When they had made their medicine and completed their toilet, painting themselves and bringing out their talismans, the eleven crept over the hills and through the brush on foot to have a closer inspection of the soldier camp under the cover of darkness. It took half the night to make their noiseless approach through the rugged coulees and along the creekbanks.

“I don’t see them anymore!” Crooked Nose suddenly
groaned when they again reached the hill where they had been that afternoon.

“Is this the right place?” Yellow Eagle asked.

“Yes—I remember! This is where I first saw the soldiers!” Lame Sioux protested.

Wooden Leg wanted to know, “Where did they go while we have been making our stalk?”
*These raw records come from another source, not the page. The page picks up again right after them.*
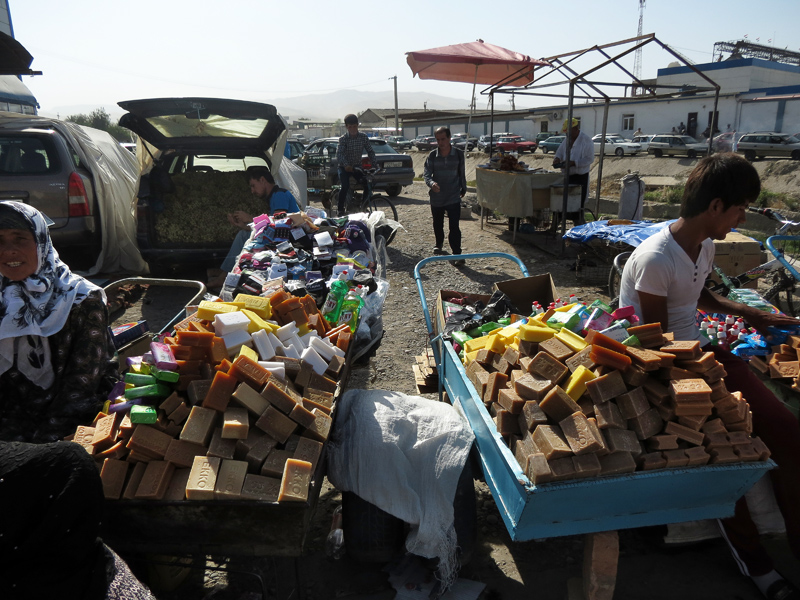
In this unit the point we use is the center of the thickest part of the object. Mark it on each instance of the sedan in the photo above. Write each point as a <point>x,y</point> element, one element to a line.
<point>616,145</point>
<point>551,144</point>
<point>515,144</point>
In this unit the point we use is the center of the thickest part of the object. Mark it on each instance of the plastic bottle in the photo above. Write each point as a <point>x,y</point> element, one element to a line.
<point>351,309</point>
<point>333,303</point>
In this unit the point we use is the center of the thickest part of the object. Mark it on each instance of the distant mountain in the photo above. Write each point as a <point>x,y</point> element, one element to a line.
<point>335,105</point>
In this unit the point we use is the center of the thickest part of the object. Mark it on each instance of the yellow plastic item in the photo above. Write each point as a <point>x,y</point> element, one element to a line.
<point>258,304</point>
<point>571,339</point>
<point>576,384</point>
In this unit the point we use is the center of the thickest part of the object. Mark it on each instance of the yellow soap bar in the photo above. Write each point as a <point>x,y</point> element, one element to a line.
<point>249,353</point>
<point>475,344</point>
<point>576,384</point>
<point>208,310</point>
<point>533,333</point>
<point>257,304</point>
<point>571,339</point>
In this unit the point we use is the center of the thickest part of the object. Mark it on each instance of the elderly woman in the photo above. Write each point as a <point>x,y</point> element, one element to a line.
<point>57,358</point>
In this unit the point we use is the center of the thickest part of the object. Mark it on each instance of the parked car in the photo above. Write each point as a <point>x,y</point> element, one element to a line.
<point>668,144</point>
<point>399,143</point>
<point>198,178</point>
<point>643,141</point>
<point>761,144</point>
<point>615,144</point>
<point>425,143</point>
<point>552,143</point>
<point>398,169</point>
<point>515,144</point>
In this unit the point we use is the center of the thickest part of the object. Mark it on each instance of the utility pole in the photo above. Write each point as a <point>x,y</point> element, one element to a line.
<point>396,114</point>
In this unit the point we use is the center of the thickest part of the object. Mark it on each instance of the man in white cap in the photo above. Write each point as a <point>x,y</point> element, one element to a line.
<point>580,161</point>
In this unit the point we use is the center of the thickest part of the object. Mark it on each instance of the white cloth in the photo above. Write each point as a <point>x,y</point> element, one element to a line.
<point>659,266</point>
<point>38,306</point>
<point>404,454</point>
<point>581,153</point>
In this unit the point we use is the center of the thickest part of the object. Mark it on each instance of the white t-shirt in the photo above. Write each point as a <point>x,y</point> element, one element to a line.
<point>659,266</point>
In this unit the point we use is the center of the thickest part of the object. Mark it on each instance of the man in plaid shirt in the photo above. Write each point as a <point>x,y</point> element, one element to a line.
<point>351,146</point>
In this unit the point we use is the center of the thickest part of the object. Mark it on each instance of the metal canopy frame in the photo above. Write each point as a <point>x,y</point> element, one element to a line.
<point>599,91</point>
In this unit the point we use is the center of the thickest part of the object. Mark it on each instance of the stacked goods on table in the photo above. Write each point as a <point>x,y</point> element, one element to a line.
<point>572,400</point>
<point>235,405</point>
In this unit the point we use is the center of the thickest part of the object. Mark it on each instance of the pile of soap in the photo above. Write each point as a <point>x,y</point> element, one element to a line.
<point>236,404</point>
<point>571,405</point>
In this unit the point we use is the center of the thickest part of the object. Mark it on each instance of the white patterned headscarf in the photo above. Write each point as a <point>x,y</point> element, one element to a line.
<point>38,306</point>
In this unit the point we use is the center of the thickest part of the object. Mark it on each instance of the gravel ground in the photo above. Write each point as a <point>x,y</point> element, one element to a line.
<point>510,570</point>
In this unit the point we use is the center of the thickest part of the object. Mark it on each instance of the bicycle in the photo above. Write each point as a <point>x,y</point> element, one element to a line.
<point>781,271</point>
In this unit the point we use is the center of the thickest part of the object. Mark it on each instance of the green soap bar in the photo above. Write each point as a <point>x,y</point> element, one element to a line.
<point>139,379</point>
<point>145,415</point>
<point>156,389</point>
<point>164,375</point>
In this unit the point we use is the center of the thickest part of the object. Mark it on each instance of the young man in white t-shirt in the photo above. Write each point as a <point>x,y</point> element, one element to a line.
<point>664,280</point>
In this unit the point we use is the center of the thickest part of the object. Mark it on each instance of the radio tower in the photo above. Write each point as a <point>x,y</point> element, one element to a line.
<point>637,61</point>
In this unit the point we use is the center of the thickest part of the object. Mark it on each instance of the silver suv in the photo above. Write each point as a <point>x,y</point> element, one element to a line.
<point>668,144</point>
<point>763,144</point>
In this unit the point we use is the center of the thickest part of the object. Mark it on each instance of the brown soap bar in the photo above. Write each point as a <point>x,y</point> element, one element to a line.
<point>580,436</point>
<point>199,426</point>
<point>547,367</point>
<point>176,490</point>
<point>662,442</point>
<point>556,348</point>
<point>538,469</point>
<point>633,404</point>
<point>582,358</point>
<point>531,416</point>
<point>622,440</point>
<point>586,465</point>
<point>155,480</point>
<point>295,481</point>
<point>617,463</point>
<point>181,453</point>
<point>203,478</point>
<point>532,387</point>
<point>276,424</point>
<point>494,384</point>
<point>224,448</point>
<point>558,405</point>
<point>230,480</point>
<point>603,389</point>
<point>134,480</point>
<point>646,425</point>
<point>112,474</point>
<point>250,399</point>
<point>551,441</point>
<point>235,423</point>
<point>511,401</point>
<point>258,487</point>
<point>608,416</point>
<point>651,461</point>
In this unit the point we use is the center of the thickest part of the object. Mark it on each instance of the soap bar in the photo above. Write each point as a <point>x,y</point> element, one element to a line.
<point>203,478</point>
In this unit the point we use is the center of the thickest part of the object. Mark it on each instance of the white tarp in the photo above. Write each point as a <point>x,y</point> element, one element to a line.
<point>116,175</point>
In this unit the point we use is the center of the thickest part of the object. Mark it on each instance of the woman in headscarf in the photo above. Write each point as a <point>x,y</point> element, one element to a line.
<point>57,357</point>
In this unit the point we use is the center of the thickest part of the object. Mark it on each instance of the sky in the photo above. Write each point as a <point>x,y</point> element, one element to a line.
<point>94,53</point>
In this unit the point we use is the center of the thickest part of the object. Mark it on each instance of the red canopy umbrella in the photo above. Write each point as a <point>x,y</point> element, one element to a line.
<point>474,62</point>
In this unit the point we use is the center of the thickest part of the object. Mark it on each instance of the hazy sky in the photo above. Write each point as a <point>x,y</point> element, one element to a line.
<point>94,53</point>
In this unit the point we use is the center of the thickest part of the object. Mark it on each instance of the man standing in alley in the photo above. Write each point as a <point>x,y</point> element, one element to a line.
<point>352,145</point>
<point>580,162</point>
<point>445,176</point>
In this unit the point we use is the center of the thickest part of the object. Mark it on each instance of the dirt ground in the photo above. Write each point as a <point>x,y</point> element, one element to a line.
<point>510,569</point>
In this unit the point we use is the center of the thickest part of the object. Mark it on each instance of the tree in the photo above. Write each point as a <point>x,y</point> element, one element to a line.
<point>100,119</point>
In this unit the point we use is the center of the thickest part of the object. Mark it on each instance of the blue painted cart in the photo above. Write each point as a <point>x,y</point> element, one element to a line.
<point>588,505</point>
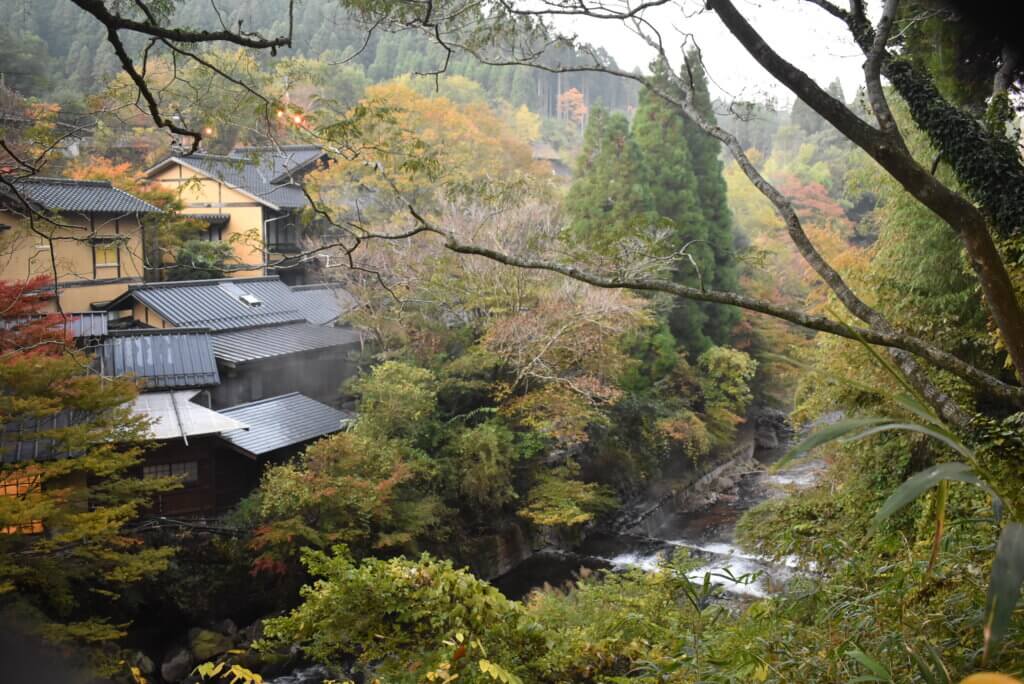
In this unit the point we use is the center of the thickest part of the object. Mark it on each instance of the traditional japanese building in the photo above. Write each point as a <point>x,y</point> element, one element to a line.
<point>252,197</point>
<point>86,234</point>
<point>268,339</point>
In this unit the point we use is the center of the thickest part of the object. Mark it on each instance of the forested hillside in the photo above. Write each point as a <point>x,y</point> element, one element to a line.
<point>48,48</point>
<point>367,341</point>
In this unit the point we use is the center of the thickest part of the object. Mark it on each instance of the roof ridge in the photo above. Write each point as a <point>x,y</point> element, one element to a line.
<point>267,399</point>
<point>203,282</point>
<point>159,331</point>
<point>301,321</point>
<point>307,145</point>
<point>66,181</point>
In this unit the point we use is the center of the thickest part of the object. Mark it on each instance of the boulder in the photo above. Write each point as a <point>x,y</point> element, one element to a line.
<point>207,644</point>
<point>227,627</point>
<point>177,665</point>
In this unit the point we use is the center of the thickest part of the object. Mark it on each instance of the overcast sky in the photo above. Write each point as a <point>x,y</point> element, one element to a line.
<point>805,35</point>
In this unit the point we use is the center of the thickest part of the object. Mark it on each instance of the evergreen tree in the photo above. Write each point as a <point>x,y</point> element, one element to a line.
<point>712,190</point>
<point>609,197</point>
<point>658,130</point>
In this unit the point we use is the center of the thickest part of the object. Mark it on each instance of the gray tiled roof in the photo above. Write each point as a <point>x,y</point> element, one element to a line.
<point>209,218</point>
<point>322,303</point>
<point>283,421</point>
<point>251,344</point>
<point>255,178</point>
<point>87,324</point>
<point>85,197</point>
<point>281,162</point>
<point>216,304</point>
<point>172,358</point>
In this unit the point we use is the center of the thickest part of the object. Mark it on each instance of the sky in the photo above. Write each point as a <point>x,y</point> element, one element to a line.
<point>804,34</point>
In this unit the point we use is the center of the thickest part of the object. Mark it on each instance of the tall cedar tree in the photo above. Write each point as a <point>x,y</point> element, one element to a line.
<point>658,131</point>
<point>711,186</point>
<point>609,199</point>
<point>69,478</point>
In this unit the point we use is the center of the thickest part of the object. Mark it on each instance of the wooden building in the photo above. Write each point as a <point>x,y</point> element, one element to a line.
<point>268,339</point>
<point>252,196</point>
<point>86,234</point>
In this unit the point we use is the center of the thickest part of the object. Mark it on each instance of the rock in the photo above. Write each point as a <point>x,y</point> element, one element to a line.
<point>143,663</point>
<point>177,665</point>
<point>227,627</point>
<point>206,644</point>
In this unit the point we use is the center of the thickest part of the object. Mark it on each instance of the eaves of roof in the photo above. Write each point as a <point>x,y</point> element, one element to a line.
<point>283,421</point>
<point>160,166</point>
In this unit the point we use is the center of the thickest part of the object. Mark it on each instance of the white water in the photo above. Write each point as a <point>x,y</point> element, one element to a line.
<point>735,570</point>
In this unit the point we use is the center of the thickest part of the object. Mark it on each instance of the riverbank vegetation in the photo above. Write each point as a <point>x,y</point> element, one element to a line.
<point>547,351</point>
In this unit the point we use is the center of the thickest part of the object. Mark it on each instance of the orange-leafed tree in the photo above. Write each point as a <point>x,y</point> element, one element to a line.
<point>68,492</point>
<point>572,107</point>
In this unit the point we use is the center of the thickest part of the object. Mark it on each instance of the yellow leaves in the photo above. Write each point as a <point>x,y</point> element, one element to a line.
<point>233,674</point>
<point>990,678</point>
<point>498,673</point>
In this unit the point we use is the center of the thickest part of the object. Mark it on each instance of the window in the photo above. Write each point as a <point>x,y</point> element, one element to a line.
<point>187,471</point>
<point>20,485</point>
<point>105,253</point>
<point>283,234</point>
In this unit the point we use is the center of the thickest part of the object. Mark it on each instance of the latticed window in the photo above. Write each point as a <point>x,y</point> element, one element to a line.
<point>20,484</point>
<point>107,253</point>
<point>186,471</point>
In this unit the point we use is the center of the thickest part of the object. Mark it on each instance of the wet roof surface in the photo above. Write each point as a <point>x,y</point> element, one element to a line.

With nothing else for them to do now in the cold and rainy darkness, the young warriors decided to return to their ponies and sleep until dawn.

The late-spring sky still threatened overhead as the eleven awoke before sunrise. Now they rode without caution right to where the soldiers had last been seen and dismounted to prowl over the immense campsite. The carcass of a butchered animal was the first thing to interest Wooden Leg—one of the white man’s spotted buffalo. With his knife he and most of the others pared off slices of meat still clinging to its bones. These they warmed in the coals of several fires they stirred back to life.